(Le illustrazioni sono di Lucia Lamacchia, che è responsabile di quanto segue almeno quanto lo sono Ugo e Michel.)
L’essere umano non è fatto per la solitudine. Ha il sistematico bisogno di convivialità. Deve proiettare i propri desideri su un altro e verificare di continuo di essere ancora umano.
Rimanere da soli è doloroso, perché costringe al monologo. Sapere, sempre e con esattezza, quali saranno le risposte del tuo interlocutore è frustrante. All’inizio ti convinci di essere onnipotente, di non ammettere eccezioni, di poter prevedere tutto e di avere il controllo sul tuo destino. Poi, ma non troppo tempo dopo, ti rendi conto che sei proprio tu, con la tua fallibilità, colui che rende infernale il presente mentre era convinto di conoscere il futuro.

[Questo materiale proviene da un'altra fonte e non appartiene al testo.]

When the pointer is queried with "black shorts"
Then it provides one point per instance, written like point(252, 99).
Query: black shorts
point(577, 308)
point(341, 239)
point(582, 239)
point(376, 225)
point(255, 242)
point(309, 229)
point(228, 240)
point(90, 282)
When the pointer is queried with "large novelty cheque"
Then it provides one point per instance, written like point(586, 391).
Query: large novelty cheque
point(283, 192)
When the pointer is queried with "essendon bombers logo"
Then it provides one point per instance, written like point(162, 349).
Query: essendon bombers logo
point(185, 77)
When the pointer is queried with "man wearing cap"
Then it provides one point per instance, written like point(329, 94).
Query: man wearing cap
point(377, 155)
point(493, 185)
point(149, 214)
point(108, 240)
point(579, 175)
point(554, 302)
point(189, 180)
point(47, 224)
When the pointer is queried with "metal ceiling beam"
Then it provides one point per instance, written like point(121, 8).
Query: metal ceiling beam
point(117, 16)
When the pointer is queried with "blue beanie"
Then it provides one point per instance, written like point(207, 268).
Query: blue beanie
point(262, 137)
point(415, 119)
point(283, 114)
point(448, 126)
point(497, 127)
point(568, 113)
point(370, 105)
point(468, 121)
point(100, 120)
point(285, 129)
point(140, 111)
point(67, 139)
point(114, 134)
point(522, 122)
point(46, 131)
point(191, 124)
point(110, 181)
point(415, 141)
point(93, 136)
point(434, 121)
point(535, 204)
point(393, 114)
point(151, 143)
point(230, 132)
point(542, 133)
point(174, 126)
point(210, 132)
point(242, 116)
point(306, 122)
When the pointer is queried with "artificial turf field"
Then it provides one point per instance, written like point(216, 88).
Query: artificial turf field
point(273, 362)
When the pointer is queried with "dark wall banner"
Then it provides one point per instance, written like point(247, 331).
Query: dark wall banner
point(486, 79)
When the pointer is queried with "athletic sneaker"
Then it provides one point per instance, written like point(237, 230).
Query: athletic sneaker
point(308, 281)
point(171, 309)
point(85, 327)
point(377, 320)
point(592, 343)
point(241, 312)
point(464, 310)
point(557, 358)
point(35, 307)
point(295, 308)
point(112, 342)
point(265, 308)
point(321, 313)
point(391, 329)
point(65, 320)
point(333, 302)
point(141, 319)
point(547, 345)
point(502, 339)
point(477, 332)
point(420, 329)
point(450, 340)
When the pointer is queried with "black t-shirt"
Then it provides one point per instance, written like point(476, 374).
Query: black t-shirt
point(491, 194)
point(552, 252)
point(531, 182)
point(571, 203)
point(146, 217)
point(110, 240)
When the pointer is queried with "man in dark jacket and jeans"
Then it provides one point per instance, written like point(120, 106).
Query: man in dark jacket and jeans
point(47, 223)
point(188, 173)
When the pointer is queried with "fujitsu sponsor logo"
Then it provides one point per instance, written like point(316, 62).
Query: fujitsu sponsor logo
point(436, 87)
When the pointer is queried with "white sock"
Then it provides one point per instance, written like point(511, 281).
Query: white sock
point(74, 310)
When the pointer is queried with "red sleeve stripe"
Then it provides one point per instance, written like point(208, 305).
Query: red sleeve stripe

Essere solo significa essere uno. E uno è troppo poco.
E allora cerchi l’equilibrio negli altri. Il conforto del loro sguardo che suggerisca l’interessamento, l’amore, la passione, l’approvazione, l’ammirazione o, in assenza di tutto, almeno il rispetto. Per evitare assembramenti, costruisci il tuo nucleo di esistenza, un pezzo alla volta. Ti rifletti in una altro individuo, aspettando forse di estendere la tua famiglia ad altri, per filiazione o arruolamento. Proprio come noi, che siamo in due e viviamo nelle immagini di una terza persona che non abbiamo mai incontrato. La convivenza vive di un equilibrio delicato, anche quando è resa possibile da sensi come l’amicizia, l’amore, la passione, il desiderio, la voluttà, il gusto, l’olfatto, il tatto, l’udito e anche la vista.
Non potremmo vivere l’uno senza l’altro, anche se sappiamo che la passione tra di noi si è spenta da decenni e cerchiamo altrove luoghi in cui il corpo possa esultare. Eppure, spesso sentiamo il bisogno di allontanarci, di rimanere da soli. Perché, se è vero che uno è troppo poco, spesso succede che due siano troppi.
La vita di coppia, anche di una coppia come la nostra, produce un paradosso. Ti costringe continuamente a rifletterti in un individuo che ormai conosci come te stesso. E a chi, come noi, ha rinunciato a un’idea di sessualità che si esaurisca in una fedeltà non richiesta e insopportabile, non può che tornare in mente una frase di Borges: «Los espejos y la cópula son abominables porque multiplican el número de los hombres».
La coppia è abominevole. Deve essere infranta. Continuamente. Lasciando frantumi taglienti sul pavimento. E caricando l’animo del presagio di sette lunghissimi anni di sventura, tristezza, dolore, follia.
Nessuna relazione finisce bene. Le lacrime solcano guance che credevamo aride e incapaci di bagnarsi. E il distacco stesso si allontana, mentre, nudi nel letto avvinghiati e scossi dai singhiozzi, ci diciamo che la riconquista della solitudine può attendere. Almeno un altro po’.